Но уже очень скоро Комаров окончательно осознал, что зеркало послужило экраном для пробуждения внутренней памяти, и свою миссию оно уже выполнило. Теперь он имел подобный экран внутри себя — и в нем уже жила прочная связь с бесконечно далеким «Вотчимом-Узурпатором», как именовали Его волкодлаки… «Господи, — молился Комаров в одной из самых проникновенных своих молитв, — избави меня от забвения Тебя! Дай мне силы держаться за ниточку Твою и не отпускать ее. Ибо Ты всегда рядом, Вездесущий, а я не всегда с Тобою. Не отврати от меня взора Своего! В нужный час оглянись и окликни меня, во тьме блуждающего. Оставил я Тебя, но Ты не оставь меня, вечно в Тебе нуждающегося!»
Он постоянно держался за эту молитву, ему чудилось, что его зеркало вновь с ним.

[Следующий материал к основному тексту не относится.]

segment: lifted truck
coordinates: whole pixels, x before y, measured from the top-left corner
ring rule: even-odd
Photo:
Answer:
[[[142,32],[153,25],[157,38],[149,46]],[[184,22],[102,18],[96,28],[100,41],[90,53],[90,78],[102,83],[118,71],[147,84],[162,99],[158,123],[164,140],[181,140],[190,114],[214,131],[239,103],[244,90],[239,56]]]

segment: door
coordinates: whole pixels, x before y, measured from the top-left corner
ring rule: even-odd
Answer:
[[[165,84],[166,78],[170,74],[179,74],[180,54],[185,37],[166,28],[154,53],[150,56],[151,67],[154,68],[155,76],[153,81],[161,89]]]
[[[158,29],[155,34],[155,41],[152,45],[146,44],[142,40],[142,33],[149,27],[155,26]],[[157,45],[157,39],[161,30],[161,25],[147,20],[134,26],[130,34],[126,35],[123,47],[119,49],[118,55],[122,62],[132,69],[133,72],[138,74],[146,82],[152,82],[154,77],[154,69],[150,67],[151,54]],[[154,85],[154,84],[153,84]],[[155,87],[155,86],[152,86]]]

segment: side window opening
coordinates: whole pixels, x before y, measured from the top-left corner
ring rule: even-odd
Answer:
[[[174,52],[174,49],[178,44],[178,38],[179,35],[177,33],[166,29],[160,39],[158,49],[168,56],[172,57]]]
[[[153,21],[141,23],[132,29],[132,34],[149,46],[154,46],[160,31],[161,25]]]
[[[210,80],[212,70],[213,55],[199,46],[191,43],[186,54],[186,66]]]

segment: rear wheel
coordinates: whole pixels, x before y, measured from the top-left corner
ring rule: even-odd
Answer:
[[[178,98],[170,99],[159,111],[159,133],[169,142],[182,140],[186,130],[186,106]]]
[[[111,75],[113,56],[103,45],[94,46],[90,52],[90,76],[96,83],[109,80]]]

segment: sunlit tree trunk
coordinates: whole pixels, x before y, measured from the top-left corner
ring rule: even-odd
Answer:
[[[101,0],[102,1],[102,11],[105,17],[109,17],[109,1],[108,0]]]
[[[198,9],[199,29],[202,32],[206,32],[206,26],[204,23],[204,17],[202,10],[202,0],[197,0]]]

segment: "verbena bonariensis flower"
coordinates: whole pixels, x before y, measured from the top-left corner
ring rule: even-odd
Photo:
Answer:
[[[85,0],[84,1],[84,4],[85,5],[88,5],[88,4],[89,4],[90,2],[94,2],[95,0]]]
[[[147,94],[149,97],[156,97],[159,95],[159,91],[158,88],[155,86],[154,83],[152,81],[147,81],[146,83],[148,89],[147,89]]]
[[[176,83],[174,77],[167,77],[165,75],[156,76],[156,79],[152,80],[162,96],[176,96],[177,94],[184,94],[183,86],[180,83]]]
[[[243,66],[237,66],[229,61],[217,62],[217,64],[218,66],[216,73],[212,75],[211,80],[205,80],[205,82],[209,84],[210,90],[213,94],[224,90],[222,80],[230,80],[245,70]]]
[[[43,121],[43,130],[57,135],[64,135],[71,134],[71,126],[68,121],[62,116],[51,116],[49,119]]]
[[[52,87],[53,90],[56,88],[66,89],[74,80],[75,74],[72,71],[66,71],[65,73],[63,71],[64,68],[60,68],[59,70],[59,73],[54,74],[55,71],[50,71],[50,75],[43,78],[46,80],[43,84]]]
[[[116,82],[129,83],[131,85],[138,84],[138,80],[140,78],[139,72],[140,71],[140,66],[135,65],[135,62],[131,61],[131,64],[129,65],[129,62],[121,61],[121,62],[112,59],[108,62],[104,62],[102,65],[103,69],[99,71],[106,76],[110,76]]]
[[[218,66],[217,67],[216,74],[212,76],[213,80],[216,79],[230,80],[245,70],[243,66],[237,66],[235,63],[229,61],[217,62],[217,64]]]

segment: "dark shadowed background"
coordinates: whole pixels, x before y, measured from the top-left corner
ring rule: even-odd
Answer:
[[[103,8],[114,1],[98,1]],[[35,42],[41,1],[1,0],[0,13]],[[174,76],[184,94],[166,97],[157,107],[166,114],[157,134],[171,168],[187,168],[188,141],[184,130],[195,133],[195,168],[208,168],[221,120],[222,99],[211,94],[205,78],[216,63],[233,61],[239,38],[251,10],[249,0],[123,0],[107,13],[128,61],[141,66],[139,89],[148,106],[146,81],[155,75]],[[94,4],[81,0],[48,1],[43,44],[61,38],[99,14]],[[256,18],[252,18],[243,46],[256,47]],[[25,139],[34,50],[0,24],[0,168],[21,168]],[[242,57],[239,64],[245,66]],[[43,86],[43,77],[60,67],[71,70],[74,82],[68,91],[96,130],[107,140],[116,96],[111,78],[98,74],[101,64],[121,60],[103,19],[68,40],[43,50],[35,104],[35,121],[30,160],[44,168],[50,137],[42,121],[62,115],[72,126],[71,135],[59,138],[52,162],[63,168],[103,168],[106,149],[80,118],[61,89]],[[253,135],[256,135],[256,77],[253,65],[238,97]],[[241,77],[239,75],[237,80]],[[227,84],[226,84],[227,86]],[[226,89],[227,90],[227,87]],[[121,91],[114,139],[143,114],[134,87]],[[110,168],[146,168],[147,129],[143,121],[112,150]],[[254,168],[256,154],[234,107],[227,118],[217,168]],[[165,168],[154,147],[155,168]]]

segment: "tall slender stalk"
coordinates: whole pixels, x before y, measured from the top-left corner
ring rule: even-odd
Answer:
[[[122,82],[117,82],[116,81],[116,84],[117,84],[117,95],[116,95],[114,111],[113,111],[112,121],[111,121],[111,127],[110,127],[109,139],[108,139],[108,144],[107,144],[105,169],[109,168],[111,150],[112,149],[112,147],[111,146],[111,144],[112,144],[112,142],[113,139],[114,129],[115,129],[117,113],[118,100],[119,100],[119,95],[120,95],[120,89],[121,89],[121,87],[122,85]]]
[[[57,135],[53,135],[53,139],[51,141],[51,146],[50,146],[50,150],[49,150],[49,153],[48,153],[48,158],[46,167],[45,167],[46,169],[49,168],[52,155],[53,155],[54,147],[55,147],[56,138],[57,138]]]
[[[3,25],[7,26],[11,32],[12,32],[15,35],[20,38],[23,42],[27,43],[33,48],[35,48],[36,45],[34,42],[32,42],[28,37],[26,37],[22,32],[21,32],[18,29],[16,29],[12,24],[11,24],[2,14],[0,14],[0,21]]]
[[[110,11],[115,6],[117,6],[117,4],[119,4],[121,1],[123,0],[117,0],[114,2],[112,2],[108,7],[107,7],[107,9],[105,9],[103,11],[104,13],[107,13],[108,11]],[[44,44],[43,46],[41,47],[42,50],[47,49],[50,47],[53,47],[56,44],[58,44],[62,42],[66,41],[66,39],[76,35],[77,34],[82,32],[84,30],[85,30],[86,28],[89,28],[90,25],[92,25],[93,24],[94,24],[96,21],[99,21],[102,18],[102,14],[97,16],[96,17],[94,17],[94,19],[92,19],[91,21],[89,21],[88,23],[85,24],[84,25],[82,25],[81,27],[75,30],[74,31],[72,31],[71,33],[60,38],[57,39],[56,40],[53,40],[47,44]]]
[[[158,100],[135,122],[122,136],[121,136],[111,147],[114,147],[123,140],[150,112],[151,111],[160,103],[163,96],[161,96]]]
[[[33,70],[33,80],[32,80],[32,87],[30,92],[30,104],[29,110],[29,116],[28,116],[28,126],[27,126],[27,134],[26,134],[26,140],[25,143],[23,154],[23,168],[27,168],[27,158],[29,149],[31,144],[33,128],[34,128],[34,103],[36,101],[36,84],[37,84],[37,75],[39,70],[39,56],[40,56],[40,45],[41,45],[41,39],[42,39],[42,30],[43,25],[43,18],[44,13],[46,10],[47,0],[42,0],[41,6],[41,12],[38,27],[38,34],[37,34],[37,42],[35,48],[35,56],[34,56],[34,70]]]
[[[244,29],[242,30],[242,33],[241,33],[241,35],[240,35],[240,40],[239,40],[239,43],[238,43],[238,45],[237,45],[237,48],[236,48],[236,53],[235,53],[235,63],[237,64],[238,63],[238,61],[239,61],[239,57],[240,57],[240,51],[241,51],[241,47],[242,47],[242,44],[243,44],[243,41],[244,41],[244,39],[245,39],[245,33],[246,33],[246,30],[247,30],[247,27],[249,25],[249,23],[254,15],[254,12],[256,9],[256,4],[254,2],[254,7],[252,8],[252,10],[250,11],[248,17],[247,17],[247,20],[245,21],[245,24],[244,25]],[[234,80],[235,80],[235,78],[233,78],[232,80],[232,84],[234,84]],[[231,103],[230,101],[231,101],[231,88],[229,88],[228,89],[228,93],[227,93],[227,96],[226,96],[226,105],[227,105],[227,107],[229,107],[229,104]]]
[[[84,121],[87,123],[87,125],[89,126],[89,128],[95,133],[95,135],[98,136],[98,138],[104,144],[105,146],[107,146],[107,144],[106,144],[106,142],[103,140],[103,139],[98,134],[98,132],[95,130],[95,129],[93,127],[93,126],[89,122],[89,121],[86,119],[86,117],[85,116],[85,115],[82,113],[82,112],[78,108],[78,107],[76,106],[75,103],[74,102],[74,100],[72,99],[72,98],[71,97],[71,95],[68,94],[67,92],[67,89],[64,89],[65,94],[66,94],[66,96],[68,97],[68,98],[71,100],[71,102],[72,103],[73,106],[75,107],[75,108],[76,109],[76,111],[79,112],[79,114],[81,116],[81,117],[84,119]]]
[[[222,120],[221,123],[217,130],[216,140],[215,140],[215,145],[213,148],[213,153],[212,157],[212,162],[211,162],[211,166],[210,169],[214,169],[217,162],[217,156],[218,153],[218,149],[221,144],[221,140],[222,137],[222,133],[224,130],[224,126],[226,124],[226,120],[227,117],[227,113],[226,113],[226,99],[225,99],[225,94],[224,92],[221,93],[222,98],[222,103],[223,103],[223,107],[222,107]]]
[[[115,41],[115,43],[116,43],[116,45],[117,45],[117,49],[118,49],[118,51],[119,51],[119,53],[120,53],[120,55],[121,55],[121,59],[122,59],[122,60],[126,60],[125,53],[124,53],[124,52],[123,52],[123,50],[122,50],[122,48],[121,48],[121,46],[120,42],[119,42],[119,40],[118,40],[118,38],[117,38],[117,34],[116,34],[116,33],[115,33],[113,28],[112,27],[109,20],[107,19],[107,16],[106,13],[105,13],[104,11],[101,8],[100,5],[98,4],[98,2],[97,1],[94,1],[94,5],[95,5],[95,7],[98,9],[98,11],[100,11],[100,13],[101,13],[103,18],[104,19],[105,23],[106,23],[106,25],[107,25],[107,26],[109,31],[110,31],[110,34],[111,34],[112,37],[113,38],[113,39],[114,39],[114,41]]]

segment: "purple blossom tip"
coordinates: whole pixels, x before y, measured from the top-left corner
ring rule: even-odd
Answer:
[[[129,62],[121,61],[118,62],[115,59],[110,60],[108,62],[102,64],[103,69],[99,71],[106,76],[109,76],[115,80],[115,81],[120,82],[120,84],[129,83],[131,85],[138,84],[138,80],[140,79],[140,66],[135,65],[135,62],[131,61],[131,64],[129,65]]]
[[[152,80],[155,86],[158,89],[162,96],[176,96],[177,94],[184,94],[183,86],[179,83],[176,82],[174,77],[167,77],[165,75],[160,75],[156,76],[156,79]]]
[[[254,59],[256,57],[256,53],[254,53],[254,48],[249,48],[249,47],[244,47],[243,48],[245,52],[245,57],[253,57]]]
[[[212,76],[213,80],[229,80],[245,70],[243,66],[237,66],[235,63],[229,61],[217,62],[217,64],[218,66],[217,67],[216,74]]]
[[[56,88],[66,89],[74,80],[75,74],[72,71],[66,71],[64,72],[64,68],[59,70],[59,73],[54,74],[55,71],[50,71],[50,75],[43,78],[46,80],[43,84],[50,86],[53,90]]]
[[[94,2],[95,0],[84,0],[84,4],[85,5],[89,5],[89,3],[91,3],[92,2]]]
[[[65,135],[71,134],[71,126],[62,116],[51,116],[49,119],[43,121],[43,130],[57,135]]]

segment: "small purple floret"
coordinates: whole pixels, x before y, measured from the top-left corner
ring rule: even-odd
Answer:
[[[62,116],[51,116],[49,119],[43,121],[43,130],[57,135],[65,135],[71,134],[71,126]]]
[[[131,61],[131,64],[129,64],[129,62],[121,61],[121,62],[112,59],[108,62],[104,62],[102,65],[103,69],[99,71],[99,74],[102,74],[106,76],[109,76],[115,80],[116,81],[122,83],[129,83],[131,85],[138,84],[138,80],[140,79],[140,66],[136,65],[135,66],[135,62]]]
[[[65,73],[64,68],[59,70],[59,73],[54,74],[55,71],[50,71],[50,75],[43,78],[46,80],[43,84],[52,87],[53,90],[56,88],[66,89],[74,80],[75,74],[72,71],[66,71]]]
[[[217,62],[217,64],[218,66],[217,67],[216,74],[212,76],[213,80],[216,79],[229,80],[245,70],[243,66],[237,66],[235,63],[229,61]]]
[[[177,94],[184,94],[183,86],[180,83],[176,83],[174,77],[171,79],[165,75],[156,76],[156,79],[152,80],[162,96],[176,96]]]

Но все-таки иногда острая тоска пронизывала его, и ему страшно хотелось вернуться в заветный отсек. Он спохватывался, вспоминал о том, что там произошло, и, стиснув зубы, продолжал привычный безрадостный путь в городе злосчастных переездов и пересадок.
С утратой зеркала написанные Комаровым инструкции теряли смысл. Единственное, что он мог бы оставить для собратьев по несчастью, — это подробную инструкцию по выходу из города и пути к менгиру. Но это было слишком рискованно. При перехвате такой бумаги стражи могли бы и впрямь заблокировать сам маршрут.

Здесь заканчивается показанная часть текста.